Dr Safdar said that Additional Deputy Commissioner Saima Younus visited the area and looked into the matter after learning of the incident.

“I spoke to the [additional deputy commissioner] and she told me everything was under control and the polio campaign had also resumed in the area. Moreover, we have not received any other complaints from across the country,” he said.

Although it is correct that an expired polio vaccine cannot cause the disease, it should not be administered at all, University of Health Sciences Vice Chancellor Dr Javed Akram said.

“Vaccines are basically proteins, and everything can have side effects,” he said, adding: “Moreover, parents are suspicious of the vaccine and so these sorts of things can increase refusals because the confidence of parents is shattered.”

It is standard operating procedure around the world not to provide facilities with more vaccines than required and to destroy them before they expire, he added.

“The polio programme should have destroyed it much earlier. The incident raises questions about the performance of the programme. Accountability is needed so such things are not repeated in the future,” Dr Akram said.

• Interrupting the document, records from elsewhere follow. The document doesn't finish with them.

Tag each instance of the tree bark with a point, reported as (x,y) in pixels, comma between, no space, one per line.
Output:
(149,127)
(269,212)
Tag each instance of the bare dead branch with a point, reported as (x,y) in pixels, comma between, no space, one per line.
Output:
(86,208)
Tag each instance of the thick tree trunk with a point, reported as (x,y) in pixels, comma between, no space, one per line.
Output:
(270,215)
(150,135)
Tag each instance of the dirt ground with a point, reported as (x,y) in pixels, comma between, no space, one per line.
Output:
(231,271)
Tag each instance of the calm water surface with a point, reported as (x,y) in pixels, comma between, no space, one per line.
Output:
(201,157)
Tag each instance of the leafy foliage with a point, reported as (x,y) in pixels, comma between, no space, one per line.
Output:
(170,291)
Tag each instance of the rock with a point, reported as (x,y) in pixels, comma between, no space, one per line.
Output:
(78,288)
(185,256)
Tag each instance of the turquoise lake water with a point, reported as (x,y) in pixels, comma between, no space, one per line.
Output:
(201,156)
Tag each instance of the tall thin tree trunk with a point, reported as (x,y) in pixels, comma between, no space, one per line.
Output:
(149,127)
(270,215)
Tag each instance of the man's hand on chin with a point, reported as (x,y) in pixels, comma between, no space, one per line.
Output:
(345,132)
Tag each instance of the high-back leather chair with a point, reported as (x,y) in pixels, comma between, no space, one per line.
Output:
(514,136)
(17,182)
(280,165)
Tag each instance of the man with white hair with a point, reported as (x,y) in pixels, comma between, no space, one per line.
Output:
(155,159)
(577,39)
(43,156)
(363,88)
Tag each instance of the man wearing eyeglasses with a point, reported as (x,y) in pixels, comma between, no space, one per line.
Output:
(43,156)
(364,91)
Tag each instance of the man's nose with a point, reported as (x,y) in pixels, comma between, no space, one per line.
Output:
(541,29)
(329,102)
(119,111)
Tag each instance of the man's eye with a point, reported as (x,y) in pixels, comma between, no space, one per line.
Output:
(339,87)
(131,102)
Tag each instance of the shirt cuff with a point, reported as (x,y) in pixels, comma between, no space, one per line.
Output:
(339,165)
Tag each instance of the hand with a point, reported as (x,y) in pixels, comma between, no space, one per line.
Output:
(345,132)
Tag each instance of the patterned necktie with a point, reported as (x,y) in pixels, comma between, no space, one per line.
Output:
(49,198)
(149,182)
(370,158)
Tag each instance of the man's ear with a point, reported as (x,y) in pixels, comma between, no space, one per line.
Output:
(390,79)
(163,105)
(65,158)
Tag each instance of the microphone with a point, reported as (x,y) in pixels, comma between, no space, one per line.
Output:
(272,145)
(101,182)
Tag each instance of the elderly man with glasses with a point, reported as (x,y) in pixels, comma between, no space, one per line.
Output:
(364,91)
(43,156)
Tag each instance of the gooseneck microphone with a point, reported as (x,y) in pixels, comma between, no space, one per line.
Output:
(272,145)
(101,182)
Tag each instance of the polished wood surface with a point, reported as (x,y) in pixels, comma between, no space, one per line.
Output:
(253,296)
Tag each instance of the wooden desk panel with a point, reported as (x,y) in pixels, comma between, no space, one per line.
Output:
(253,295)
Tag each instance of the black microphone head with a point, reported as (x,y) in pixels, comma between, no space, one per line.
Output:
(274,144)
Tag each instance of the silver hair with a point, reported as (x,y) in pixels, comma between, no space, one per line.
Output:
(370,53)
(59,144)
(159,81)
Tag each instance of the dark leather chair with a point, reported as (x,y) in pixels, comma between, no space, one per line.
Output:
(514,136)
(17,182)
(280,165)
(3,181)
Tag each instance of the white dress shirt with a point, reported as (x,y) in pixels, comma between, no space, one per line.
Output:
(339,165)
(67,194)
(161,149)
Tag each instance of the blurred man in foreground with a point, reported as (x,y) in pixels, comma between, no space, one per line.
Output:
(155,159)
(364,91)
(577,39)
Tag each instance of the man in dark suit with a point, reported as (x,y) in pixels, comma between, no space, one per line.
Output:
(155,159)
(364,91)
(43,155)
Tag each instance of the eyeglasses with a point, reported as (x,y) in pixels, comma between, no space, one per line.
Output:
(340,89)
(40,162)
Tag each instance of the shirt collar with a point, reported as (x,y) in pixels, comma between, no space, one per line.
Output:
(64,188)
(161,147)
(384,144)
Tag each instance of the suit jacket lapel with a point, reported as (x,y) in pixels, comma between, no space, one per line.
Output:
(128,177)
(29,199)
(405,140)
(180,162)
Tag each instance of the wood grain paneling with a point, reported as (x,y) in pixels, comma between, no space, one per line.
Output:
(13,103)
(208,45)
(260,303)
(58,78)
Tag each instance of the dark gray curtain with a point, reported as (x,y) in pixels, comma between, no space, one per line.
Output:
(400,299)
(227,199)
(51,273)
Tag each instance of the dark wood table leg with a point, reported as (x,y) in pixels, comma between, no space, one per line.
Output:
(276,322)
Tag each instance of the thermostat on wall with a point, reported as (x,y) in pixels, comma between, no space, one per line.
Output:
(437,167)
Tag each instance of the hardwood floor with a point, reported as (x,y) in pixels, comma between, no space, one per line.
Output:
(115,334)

A total of 104 polio cases have been reported in Pakistan this year, compared to 12 in 2018 and eight in 2017. Provincial data shows that 75 cases were reported from Khyber Pakhtunkhwa, 16 from Sindh, seven from Balochistan and six from Punjab.

Pakistan and Afghanistan are the only two countries in the world where polio cases are being reported. Pakistan is under a polio-linked travel restriction imposed by the World Health Organisation, due to which since 2014 everyone travelling abroad has to carry a polio vaccination certificate.